2008 Regionals vs. Wisconsin[edit]

A few short months after the passing of Brian Gleason, IHUC peaked during a Regional semifinal match up against the reigning National Champions, the Wisconsin Hodags. Wisconsin took a commanding lead, but using a 2–4–1 zone defense often referred to as the Iowa Zone, Iowa was able to stifle Wisconsin's prolific offense, leading to an 8–0 run. This brought the game to Double Game Point, meaning the next team to score wins. While all this was going on, spectators from all over the tournament flocked to see the potential upset in the making. Hundreds of fans lined the playing field. The cold April weather of Decorah, Iowa proved to cause issues for both teams, and the final point saw numerous turnovers going both ways. However, in the end, Wisconsin came out on top on their way to a second straight National Championship.

2013 Regionals vs. Minnesota[edit]

Minnesota was the top ranked team in the country going into Regionals,[9] while Iowa was winding down a disappointing season after losing many of the players that had led them to nationals in previous years. The game was played in Cedar Falls, Iowa, a location IHUC had played in many times. It had rained significantly the night before,[10] which left the fields muddy and laden with puddles. Iowa had played in similar conditions at several tournaments that season and was well prepared for the slower pace of play; this in contrast to Minnesota who had the false luck of playing in nice weather all season.[11]

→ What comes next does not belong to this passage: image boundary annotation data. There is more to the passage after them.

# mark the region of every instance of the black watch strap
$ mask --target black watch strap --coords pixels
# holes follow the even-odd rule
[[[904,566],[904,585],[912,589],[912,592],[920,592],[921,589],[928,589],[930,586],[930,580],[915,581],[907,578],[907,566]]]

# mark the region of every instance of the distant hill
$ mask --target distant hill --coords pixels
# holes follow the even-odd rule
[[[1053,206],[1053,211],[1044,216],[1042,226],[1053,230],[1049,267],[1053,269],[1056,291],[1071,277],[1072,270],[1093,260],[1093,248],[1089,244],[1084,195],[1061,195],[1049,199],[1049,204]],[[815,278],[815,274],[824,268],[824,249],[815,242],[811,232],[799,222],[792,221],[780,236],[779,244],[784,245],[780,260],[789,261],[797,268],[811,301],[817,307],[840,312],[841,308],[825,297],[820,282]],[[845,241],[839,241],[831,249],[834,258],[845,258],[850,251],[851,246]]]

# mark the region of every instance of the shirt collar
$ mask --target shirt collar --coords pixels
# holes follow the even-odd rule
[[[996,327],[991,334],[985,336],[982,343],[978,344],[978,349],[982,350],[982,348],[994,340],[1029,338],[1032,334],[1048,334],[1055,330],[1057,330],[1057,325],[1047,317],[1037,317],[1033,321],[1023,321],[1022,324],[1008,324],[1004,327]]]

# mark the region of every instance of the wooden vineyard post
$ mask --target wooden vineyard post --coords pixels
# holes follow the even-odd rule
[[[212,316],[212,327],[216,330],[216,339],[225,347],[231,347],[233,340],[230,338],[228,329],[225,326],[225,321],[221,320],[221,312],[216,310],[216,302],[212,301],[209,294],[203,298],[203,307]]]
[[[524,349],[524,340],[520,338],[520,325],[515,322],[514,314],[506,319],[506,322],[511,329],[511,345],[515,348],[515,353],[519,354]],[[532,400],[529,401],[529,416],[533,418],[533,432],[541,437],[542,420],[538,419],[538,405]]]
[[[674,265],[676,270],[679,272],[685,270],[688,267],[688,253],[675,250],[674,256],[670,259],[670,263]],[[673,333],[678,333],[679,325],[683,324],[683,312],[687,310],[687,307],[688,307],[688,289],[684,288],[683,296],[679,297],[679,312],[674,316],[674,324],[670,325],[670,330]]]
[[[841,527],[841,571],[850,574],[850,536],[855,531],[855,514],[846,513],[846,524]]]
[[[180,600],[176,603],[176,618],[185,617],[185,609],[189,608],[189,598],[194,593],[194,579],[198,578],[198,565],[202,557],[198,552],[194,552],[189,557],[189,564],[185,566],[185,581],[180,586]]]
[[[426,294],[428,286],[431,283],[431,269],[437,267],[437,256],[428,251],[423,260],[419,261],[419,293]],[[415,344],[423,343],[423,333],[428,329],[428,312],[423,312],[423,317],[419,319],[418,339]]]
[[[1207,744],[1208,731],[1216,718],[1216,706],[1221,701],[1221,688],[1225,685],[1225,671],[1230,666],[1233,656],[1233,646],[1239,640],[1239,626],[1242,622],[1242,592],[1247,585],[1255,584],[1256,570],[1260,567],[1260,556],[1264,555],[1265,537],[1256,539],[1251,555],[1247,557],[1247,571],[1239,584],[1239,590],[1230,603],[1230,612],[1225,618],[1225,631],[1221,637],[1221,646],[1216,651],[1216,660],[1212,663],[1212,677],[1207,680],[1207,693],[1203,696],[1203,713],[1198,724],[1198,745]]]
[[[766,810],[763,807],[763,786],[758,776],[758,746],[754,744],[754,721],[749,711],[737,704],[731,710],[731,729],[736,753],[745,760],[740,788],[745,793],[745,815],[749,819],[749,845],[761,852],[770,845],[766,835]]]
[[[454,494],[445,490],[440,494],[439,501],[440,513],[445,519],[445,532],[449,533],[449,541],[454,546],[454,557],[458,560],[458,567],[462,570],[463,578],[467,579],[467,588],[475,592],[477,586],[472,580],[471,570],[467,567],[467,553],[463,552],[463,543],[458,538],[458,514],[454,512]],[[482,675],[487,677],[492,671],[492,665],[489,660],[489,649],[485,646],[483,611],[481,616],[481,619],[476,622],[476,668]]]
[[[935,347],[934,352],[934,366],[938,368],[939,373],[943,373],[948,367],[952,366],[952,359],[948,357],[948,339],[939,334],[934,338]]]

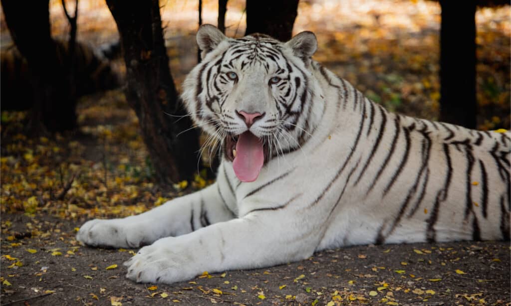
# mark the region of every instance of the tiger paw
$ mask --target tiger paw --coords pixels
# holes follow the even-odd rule
[[[137,283],[171,284],[190,279],[199,273],[193,256],[187,255],[185,245],[167,237],[143,247],[124,263],[128,267],[126,277]]]
[[[92,246],[138,247],[154,240],[145,237],[144,229],[140,223],[127,222],[122,219],[95,219],[80,227],[76,239]]]

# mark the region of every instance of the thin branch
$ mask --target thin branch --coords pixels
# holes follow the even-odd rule
[[[39,298],[39,297],[42,297],[43,296],[46,296],[47,295],[50,295],[50,294],[53,294],[53,292],[49,292],[48,293],[44,293],[44,294],[40,294],[39,295],[36,295],[35,296],[33,296],[32,297],[28,297],[27,298],[20,298],[19,299],[17,299],[17,300],[14,300],[14,301],[12,301],[12,302],[9,302],[8,303],[7,303],[7,304],[4,304],[4,306],[7,306],[7,305],[12,305],[13,304],[15,304],[16,303],[18,303],[19,302],[26,301],[28,301],[28,300],[29,300],[34,299],[34,298]]]

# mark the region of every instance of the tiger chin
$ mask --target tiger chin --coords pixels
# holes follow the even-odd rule
[[[355,244],[509,239],[509,133],[387,112],[311,59],[310,32],[284,43],[204,25],[197,42],[182,98],[222,142],[216,182],[77,236],[150,244],[125,263],[129,278],[172,283]]]

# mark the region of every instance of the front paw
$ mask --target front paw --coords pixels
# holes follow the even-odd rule
[[[126,277],[137,283],[171,284],[192,278],[200,273],[190,250],[174,237],[162,238],[143,247],[124,263]]]
[[[144,230],[123,219],[95,219],[82,225],[76,239],[92,246],[135,248],[144,244]]]

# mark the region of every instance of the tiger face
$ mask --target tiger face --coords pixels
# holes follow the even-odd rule
[[[183,84],[196,124],[219,140],[242,182],[265,163],[299,147],[310,135],[314,79],[308,67],[317,48],[311,32],[287,43],[254,34],[227,38],[204,25],[197,41],[202,62]]]

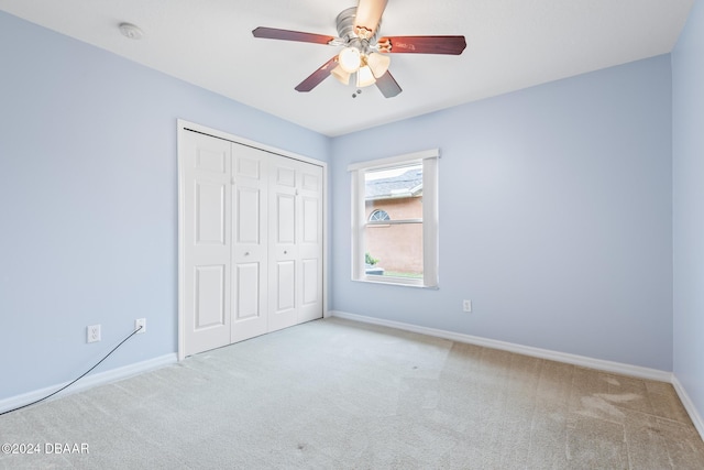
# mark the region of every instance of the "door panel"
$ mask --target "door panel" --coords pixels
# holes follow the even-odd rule
[[[196,182],[196,244],[226,244],[226,185]]]
[[[183,354],[322,317],[322,167],[197,132],[179,147]]]
[[[296,245],[296,162],[270,156],[270,331],[296,325],[297,263]]]
[[[231,341],[268,329],[267,157],[264,151],[232,144],[233,159],[233,300]]]
[[[224,325],[224,264],[196,267],[195,331]]]
[[[230,342],[230,143],[187,132],[184,192],[184,356]]]
[[[261,315],[258,294],[262,289],[260,285],[260,263],[239,263],[235,278],[238,288],[234,293],[238,308],[235,309],[235,321],[256,318]]]

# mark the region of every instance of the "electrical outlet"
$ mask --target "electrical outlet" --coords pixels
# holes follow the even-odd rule
[[[90,325],[86,328],[86,342],[100,341],[100,325]]]

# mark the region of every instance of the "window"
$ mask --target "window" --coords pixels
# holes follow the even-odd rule
[[[354,163],[352,278],[437,287],[438,149]]]
[[[391,220],[391,219],[392,218],[388,217],[388,212],[386,210],[377,209],[372,214],[370,214],[370,222],[378,222],[382,220]]]

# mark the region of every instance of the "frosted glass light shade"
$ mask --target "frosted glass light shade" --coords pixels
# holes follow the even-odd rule
[[[330,75],[336,77],[342,85],[350,85],[350,73],[344,72],[342,66],[338,65],[330,72]]]
[[[374,78],[374,74],[372,74],[372,69],[369,66],[360,67],[356,70],[356,86],[360,88],[369,87],[370,85],[374,85],[376,83],[376,78]]]
[[[366,57],[366,63],[372,69],[372,74],[378,78],[388,70],[388,65],[392,63],[392,58],[385,54],[373,52],[369,57]]]
[[[340,67],[348,74],[354,74],[362,64],[362,55],[356,47],[345,47],[338,55]]]

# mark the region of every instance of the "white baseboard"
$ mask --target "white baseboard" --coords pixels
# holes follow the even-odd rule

The game was a back and forth affair, with both teams leading at various points throughout. Minnesota took half 8–6. After halftime, Iowa began a strategy of tighter dump defense which made it more difficult for the handlers to get open for resets. Minnesota eventually managed to take a lead of 12–11 in a game to 14. However, Iowa would score the final three points to win on soft cap, 14–12.[12]

Brian Gleason[edit]

In January of 2008 team captain, Brian Gleason, tragically died in a car accident.[13] Gleason was the embodiment of what IHUC stands for: enthusiasm, dedication, and relentless work ethic, both on and off the field. To this day the team wears a #16 on the left sleeve in his honor.